U.S. Stocks Gain Ground as Banks and Industrial Companies Rise

Traders on the floor of the New York Stock Exchange, Friday. (AP Photo/Richard Drew)

U.S. stocks are rising Friday as industrial companies and banks make gains. While retailers are mostly higher, jewelry chain Tiffany is falling after a weak sales report and disappointing forecast. The S&P 500 has slipped for four consecutive days and is still down 1 percent this week.

KEEPING SCORE: The S&P 500 index gained 11 points, or 0.4 percent, to 2,758 as of 11:45 a.m. Eastern Time. The Dow Jones Industrial Average added 123 points, or 0.5 percent, to 24,997. The Nasdaq composite climbed 11 points, or 0.2 percent, to 7,492. The Russell 2000 index of smaller-company stocks jumped 10 points, or 0.7 percent, to 1,587.

LOOKING GOOD: Ulta Beauty climbed $14.81, or 7.2 percent, to $220.95 after the beauty-products retailer’s fourth-quarter report. Software maker Adobe reported results that beat analysts’ forecasts and rose $6.14, or 2.5 percent, to $225.01.

GEM STONED: Tiffany dropped $4.81, or 4.7 percent, to $97.90 after it reported weaker sales than analysts had expected. Its forecast for the current year was also below what investors were looking for. Also sinking was Hibbett Sports, which posted a smaller profit than analysts had hoped for and also forecast disappointing sales.

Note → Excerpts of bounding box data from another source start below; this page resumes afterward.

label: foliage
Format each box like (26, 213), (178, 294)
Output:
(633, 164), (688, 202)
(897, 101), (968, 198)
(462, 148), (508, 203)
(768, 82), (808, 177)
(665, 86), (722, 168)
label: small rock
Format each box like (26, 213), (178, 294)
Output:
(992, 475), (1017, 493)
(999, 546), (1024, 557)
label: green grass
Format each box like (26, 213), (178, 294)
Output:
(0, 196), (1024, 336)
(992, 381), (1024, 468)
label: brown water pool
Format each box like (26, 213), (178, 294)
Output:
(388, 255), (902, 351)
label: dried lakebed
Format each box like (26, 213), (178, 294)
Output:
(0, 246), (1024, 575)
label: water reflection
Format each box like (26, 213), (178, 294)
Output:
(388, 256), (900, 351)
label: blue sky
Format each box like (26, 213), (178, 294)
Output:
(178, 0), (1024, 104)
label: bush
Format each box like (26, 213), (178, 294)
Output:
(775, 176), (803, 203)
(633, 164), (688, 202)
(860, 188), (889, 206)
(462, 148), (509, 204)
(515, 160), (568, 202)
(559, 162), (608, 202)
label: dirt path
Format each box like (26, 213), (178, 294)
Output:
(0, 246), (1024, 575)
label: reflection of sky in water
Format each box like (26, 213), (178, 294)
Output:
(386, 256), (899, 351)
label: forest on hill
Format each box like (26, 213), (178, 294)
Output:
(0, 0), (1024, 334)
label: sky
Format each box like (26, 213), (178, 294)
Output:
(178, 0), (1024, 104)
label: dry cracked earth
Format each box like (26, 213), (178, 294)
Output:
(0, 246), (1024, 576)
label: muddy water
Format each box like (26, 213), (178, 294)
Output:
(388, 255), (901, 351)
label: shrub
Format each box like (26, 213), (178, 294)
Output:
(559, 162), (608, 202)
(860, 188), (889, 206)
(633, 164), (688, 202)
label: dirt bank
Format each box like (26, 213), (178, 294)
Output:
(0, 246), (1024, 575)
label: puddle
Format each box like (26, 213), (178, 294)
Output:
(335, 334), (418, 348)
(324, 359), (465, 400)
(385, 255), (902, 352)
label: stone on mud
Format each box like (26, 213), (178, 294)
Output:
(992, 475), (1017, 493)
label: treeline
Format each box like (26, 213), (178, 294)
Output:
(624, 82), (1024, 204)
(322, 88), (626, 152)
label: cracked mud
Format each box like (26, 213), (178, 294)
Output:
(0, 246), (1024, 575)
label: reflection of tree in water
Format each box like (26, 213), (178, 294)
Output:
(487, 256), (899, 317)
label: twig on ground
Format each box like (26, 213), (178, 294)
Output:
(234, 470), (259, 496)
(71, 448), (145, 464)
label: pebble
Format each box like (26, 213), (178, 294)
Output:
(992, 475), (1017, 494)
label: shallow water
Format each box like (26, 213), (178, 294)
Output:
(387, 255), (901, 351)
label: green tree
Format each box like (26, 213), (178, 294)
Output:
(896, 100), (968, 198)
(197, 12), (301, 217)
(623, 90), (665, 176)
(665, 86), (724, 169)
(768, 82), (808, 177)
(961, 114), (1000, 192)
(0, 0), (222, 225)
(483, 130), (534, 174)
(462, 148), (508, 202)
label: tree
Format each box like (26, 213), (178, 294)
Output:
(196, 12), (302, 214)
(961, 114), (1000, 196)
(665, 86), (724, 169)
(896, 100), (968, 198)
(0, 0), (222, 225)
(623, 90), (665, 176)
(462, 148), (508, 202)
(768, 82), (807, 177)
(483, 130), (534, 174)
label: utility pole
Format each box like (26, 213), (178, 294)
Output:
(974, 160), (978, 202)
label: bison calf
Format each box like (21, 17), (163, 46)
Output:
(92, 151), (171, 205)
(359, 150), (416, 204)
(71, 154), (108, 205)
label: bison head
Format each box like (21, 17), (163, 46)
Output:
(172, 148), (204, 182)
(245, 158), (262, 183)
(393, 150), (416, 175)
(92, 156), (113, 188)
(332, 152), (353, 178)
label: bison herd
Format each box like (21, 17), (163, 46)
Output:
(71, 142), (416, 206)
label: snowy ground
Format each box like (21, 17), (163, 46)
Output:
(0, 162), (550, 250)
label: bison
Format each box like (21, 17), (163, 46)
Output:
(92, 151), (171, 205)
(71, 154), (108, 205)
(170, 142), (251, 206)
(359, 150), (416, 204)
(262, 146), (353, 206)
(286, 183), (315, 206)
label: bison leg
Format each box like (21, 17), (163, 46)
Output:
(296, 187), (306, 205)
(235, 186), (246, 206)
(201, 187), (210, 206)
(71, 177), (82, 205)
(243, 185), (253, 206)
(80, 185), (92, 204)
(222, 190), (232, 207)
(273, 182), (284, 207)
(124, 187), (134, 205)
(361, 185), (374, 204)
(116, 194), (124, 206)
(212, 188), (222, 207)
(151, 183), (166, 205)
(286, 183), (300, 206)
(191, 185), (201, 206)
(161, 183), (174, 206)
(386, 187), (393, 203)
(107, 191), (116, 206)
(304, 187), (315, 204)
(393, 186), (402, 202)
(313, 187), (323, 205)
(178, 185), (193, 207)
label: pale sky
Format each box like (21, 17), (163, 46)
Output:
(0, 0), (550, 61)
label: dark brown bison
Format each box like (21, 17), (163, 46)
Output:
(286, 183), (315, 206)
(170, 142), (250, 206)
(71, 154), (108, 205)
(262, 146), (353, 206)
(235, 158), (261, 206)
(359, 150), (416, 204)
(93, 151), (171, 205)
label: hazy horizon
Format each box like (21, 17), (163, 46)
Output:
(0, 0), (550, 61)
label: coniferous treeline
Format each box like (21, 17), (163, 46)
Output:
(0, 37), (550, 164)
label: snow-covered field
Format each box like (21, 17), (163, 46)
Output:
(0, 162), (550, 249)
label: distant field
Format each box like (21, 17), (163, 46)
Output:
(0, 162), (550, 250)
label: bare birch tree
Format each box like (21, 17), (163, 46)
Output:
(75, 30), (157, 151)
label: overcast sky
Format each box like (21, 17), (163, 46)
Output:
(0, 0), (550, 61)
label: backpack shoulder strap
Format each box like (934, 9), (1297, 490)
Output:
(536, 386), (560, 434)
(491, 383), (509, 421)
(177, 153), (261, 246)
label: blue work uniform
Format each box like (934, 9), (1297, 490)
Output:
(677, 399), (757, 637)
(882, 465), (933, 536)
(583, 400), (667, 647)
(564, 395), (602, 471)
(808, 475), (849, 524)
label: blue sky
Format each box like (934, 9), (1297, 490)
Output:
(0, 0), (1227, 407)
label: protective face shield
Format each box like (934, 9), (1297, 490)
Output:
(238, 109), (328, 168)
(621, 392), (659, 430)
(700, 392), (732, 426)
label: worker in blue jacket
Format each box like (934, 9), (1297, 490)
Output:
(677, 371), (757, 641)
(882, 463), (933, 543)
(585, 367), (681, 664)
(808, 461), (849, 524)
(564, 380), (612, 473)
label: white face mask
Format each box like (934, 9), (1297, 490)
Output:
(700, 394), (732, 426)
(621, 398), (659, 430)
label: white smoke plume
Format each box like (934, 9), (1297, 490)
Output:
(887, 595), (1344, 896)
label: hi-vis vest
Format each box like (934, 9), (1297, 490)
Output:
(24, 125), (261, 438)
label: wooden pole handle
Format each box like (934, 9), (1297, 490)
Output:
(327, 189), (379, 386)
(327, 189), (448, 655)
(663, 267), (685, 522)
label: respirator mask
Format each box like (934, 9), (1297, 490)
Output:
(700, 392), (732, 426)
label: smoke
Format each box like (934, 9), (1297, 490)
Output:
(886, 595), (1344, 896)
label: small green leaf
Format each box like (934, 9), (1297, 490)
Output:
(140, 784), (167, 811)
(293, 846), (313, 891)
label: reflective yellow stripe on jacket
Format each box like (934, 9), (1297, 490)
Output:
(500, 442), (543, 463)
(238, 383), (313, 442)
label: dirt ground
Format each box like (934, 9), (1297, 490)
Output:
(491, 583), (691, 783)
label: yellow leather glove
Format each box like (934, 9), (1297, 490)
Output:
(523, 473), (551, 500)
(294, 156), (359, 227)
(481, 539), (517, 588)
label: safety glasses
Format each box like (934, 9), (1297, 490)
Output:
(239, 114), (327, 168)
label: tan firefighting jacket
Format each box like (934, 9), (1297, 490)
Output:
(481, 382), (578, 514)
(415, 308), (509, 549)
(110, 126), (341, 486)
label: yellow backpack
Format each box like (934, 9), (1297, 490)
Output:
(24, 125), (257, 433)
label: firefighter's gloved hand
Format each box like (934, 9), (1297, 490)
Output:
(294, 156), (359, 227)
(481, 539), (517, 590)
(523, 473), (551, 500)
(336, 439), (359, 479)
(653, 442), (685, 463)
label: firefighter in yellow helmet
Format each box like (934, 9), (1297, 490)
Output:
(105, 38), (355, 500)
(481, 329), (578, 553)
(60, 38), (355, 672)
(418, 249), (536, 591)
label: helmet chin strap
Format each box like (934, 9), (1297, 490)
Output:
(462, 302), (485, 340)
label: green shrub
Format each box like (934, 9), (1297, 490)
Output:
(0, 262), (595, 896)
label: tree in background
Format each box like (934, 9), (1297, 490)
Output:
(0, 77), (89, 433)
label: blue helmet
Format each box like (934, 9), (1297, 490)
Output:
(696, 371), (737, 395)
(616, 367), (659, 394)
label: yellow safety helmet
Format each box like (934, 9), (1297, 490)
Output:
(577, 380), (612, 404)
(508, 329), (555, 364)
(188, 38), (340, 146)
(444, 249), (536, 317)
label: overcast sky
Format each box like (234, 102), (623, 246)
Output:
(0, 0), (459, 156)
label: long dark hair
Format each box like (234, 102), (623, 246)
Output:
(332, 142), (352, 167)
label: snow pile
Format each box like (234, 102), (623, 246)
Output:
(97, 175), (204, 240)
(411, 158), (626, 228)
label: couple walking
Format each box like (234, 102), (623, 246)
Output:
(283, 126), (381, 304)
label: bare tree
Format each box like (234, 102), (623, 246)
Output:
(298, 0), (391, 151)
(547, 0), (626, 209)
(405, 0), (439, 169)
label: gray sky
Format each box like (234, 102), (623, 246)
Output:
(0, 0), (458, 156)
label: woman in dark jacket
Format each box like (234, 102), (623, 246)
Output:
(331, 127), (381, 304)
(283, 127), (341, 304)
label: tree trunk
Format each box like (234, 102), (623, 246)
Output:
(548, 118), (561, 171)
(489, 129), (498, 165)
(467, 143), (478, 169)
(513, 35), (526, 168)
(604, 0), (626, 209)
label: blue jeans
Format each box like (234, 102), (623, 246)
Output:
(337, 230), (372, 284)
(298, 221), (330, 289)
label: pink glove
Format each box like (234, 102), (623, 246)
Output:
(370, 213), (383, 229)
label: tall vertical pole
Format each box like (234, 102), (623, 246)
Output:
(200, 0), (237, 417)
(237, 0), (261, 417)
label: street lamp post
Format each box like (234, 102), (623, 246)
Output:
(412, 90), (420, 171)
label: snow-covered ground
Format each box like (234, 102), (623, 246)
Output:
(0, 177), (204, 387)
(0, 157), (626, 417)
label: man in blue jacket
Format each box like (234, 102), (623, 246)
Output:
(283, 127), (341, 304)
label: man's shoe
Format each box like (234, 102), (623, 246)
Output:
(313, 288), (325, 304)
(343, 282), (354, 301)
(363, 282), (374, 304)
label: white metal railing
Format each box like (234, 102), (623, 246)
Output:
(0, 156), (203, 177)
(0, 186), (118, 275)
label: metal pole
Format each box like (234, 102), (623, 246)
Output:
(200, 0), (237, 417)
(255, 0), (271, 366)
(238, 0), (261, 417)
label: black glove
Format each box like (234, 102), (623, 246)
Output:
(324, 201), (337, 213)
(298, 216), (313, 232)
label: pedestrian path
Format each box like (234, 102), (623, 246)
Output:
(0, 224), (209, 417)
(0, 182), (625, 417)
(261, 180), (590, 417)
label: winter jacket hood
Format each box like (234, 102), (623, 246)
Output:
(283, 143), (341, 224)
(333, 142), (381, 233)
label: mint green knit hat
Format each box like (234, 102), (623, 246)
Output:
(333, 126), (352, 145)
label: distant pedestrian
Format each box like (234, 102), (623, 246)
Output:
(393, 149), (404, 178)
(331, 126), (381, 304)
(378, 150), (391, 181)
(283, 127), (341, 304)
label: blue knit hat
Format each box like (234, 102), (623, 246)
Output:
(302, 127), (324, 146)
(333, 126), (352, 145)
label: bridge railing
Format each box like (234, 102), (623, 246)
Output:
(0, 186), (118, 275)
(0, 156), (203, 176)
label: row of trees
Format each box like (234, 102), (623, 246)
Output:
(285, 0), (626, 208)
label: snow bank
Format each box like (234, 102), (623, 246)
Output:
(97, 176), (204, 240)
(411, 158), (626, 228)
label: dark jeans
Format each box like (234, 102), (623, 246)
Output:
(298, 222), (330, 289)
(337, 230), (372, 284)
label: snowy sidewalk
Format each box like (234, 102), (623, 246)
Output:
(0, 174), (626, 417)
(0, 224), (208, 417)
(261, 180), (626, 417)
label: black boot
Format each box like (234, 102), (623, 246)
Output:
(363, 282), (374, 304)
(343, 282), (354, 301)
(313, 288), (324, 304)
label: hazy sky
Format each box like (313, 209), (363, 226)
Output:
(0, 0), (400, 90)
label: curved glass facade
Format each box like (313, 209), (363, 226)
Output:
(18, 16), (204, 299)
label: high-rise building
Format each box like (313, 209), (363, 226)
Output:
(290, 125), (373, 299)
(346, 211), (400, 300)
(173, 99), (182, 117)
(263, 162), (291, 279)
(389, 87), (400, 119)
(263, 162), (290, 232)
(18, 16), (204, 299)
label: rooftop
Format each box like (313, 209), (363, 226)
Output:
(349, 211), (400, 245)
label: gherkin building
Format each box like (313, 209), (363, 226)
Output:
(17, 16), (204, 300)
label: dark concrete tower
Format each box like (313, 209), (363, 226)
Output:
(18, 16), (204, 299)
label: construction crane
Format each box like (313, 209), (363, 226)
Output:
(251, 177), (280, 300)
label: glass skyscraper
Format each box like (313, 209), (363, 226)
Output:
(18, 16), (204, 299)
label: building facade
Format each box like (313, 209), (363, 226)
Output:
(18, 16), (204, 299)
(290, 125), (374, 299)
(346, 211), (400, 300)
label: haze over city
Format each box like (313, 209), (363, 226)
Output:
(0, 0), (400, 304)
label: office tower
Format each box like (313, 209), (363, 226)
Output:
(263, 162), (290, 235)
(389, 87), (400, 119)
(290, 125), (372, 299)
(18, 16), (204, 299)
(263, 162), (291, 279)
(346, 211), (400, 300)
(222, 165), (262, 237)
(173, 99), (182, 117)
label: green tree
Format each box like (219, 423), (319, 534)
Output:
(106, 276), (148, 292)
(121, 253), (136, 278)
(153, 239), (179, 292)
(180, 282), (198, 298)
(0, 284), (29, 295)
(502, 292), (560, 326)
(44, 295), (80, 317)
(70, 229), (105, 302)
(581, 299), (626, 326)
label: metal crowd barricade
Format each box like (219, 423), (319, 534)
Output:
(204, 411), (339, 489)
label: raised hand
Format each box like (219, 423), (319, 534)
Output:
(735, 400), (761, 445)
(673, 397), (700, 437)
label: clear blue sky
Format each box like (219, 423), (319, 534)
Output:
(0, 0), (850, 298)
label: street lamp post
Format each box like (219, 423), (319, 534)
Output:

The stock gave up 60 cents, or 2.76 percent, to $21.90.

OVERSTOCK SINKS: Online discount retailer Overstock.com said profit margins have fallen hard because of competition with Wayfair, and CEO Patrick Byrne said the company will “respond in kind,” meaning Overstock will try to ramp up its growth and will be willing to lose money to achieve that goal. The stock dropped $4.91, or 10.2 percent, to $43.29 while Wayfair lost $5.96, or 7.1 percent, to $78.

MORE DEAL TALKS: While Broadcom is no longer trying to buy rival chipmaker Qualcomm, both companies are still at the center of deal discussions. The Financial Times reported that former Qualcomm chairman Paul Jacobs wants to take the company private and has had talks with potential investors and the Qualcomm board. Qualcomm added $1.15, or 1.9 percent, to $61.04, which gives it a market value of about $94 billion.

Broadcom withdrew a $117-billion offer for Qualcomm on Wednesday after President Donald Trump blocked the deal, but the company says it still sees opportunities for other deals. The company also disclosed its quarterly results, and its shares fell $10.86, or 4.1 percent, to $61.04.

INDICATORS: The Federal Reserve said factory output continued to rise as companies in the U.S. produced more cars, computers and furniture. It reported that manufacturing output rose 1.2 percent in February after three months of weak results. Factory output has increased 2.5 percent over the last year.

The Commerce Department said homebuilders started work on fewer apartment buildings in February, and that caused overall housing starts to drop 7 percent. Builders have shifted their efforts to single-family homes recently as the economy has improved.

OIL: Benchmark U.S. crude rose 80 cents, or 1.3 percent, to $61.99 a barrel in New York. Brent crude, used to price international oils, climbed 67 cents, or 1 percent, to $65.79 a barrel in London.

BONDS: Bond prices fell. The yield on the 10-year Treasury note rose to 2.85 percent from 2.83 percent.

CURRENCIES: The dollar declined to 106.20 yen from 106.24 yen. The euro fell to $1.2267 from $1.2303.

OVERSEAS: The German DAX gained 0.6 percent while Britain’s FTSE rose 0.5 percent. Japan’s Nikkei 225 fell 0.6 percent while South Korea’s Kospi edged 0.1 percent higher and Hong Kong’s Hang Seng index dipped 0.1 percent.